Uma das consequências da crise econômica provocada pela pandemia do novo coronavírus será a migração de clientes de planos pós-pagos para pré-pagos, projetam especialistas ouvidos por Mobile Time e Teletime. Espera-se que a tendência de crescimento da base pós-paga, que vinha acontecendo de forma consistente há alguns anos, se desacelere.

“O pré-pago, que vinha caindo sua participação proporcional no Brasil, deve voltar a ter um papel de protagonista. Quando a pandemia passar, não voltaremos ao ímpeto anterior de consumo. As pessoas vão valorizar mais o seu dinheiro e o quanto pagam no fim do mês. Planos pós-pagos podem ter um impacto negativo: muita gente vai ver que pode mudar para pré para ter maior controle sobre seus gastos”, avalia Renato Camargo, CMO da RecargaPay, aplicativo que tem 3,5 milhões de usuários ativos mensais e que tem entre seus principais serviços a recarga de celular. “Os planos pós-pagos são atrelados à fidelidade. Em um cenário de incerteza, em que não sabemos para onde vamos, talvez as pessoas não queiram se fidelizar”, prevê o executivo.

Até agora, contudo, o volume de recargas registradas na RecargaPay está estável. Outra empresa que trabalha com recargas ouvida para essa reportagem relata que também registrou um volume estável em março, em comparação com fevereiro. Por outro lado, o impacto no avanço do pós-pago começa a ser sentido. Uma terceira empresa relata que a conversão de campanhas de migração de pré para planos controle caiu 20% em março em comparação com a média que tinha antes da pandemia. “Se a pessoa acha que não vai conseguir pagar todo mês, ela fará downgrade para pré-pago. Vai ter alguma canibalização do controle”, adverte um analista de telecom, que preferiu não se identificar.

A migração para o pré-pago não deve ser vista como algo negativo para as operadoras, argumenta o mesmo analista. “O mercado está olhando uma coisa e está esquecendo outras importantes: o pré-pago, do ponto de vista de risco de crédito, é bom. Porque você só consome o que pagou”, declara, mencionando o problema de inadimplência em outros serviços. Para ele, o impacto do coronavírus é desafiador, “mas não necessariamente negativo”, uma vez que é possível criar incentivos para que o usuário continue a carregar, como gigabytes adicionais – a TIM, por exemplo, está oferecendo 2 GB de bônus nas recargas online a partir de R$ 20. Antes da crise, o mercado apontava para uma redução no tempo entre recargas, algo que deverá ser afetado. Por isso, ele sugere que operadoras podem criar planos inteligentes, que incentivem o intervalo menor com bônus também.

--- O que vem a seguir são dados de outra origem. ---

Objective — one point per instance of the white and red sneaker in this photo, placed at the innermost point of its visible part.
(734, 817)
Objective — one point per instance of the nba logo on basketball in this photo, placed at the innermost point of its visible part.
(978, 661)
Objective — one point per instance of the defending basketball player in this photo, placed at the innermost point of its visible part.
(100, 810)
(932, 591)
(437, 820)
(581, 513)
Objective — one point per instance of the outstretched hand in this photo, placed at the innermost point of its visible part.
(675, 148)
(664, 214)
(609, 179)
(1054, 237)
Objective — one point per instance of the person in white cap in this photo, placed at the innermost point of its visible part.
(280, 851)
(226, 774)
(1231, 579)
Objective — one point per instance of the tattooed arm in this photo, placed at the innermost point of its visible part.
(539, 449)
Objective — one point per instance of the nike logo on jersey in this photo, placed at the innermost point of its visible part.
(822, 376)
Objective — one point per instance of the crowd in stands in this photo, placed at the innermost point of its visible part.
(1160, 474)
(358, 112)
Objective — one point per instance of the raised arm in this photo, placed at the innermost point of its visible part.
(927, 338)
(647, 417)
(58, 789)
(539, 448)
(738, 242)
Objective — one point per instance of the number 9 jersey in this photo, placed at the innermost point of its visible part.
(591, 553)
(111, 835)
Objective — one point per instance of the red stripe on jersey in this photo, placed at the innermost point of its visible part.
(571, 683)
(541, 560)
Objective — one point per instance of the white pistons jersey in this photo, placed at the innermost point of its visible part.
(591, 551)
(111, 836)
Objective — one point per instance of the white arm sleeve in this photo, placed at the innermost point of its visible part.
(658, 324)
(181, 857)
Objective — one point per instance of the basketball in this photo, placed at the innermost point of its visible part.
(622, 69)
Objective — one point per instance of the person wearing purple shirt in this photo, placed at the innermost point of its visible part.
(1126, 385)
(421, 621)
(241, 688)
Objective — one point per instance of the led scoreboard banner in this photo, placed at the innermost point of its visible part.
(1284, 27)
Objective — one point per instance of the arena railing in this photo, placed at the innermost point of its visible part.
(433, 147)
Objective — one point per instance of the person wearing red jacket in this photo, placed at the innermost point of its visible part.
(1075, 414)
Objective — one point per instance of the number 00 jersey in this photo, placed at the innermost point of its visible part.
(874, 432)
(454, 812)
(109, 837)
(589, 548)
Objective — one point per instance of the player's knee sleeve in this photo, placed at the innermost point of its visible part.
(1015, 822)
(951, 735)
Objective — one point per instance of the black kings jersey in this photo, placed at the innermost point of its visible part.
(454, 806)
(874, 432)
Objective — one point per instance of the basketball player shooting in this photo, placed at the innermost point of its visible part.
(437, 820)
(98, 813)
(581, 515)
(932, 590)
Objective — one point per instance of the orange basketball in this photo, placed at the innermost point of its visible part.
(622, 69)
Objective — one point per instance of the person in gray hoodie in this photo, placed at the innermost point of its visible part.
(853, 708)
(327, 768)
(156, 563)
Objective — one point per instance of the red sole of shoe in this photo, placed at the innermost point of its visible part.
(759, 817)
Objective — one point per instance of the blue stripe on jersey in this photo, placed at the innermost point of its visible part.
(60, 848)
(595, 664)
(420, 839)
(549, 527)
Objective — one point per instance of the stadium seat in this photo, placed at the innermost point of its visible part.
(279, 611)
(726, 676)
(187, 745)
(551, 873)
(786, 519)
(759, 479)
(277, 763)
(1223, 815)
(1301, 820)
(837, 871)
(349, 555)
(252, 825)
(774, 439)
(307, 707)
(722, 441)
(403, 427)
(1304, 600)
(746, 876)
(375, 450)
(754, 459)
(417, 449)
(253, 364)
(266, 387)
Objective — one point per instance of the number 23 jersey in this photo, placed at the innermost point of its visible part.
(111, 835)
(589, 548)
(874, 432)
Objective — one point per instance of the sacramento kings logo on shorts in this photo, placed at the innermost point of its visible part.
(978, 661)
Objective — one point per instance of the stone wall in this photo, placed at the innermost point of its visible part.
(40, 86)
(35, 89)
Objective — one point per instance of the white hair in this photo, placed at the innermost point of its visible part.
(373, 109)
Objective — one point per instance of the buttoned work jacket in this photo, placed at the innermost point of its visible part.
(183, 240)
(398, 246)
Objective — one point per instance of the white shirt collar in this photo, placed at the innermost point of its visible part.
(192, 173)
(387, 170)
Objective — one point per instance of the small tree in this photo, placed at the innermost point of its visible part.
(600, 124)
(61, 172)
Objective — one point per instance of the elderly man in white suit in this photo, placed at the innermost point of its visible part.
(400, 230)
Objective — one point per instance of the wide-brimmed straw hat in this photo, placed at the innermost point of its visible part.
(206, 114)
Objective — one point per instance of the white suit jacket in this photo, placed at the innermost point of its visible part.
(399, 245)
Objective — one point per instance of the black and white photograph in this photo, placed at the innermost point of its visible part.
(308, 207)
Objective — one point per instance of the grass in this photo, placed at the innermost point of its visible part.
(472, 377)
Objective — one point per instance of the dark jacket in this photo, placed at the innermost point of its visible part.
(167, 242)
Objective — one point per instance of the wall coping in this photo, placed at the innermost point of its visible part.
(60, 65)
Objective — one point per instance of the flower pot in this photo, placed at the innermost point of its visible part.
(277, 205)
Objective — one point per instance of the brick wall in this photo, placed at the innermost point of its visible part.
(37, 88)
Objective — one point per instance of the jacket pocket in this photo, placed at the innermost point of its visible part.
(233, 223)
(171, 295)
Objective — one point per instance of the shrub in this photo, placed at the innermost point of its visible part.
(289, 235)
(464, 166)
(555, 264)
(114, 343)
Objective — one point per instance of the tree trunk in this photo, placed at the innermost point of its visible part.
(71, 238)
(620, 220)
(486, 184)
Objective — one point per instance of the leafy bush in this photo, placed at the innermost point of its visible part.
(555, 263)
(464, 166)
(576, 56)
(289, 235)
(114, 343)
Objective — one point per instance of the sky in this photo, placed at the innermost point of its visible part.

Se por um lado o pré-pago pode deixar de ser necessário para quem pode usar a conexão fixa em casa, o analista sustenta que as famílias carentes que estão recebendo o auxílio de R$ 600 do governo federal podem fazer o capital girar com recargas. Ainda mais para os que eram desbancarizados, e agora vão ter conta na Caixa Econômica com a qual poderiam fazer recargas de celular online.

Contraponto

Uma redução no volume de recargas, entretanto, ainda pode acontecer. Na opinião do diretor de vendas de telco & media da desenvolvedora Engineering, Robson Guimarães, a limitação da mobilidade trará impacto no consumo de dados do pré-pago. Como serviços mais usados como WhatsApp não descontam da franquia, isso reduziria a necessidade de recargas. Além disso, há o impacto macroeconômico da queda de renda, especialmente para as classes C e D.  “Para elas é escolha, não é orçamento”, declara.

O diretor da Engineering acredita que é necessário aumentar a capilaridade e acesso da recarga “de alguma forma” durante a pandemia, com ações para mitigar a redução da receita – por exemplo, os chamados “plugins” de recarga, como gigabyte adicional à franquia. Mas concorda que poderá haver downgrade de planos, inclusive de quem tem pós-pago “puro”, para evitar a inadimplência, o que pode acabar causando uma migração de base.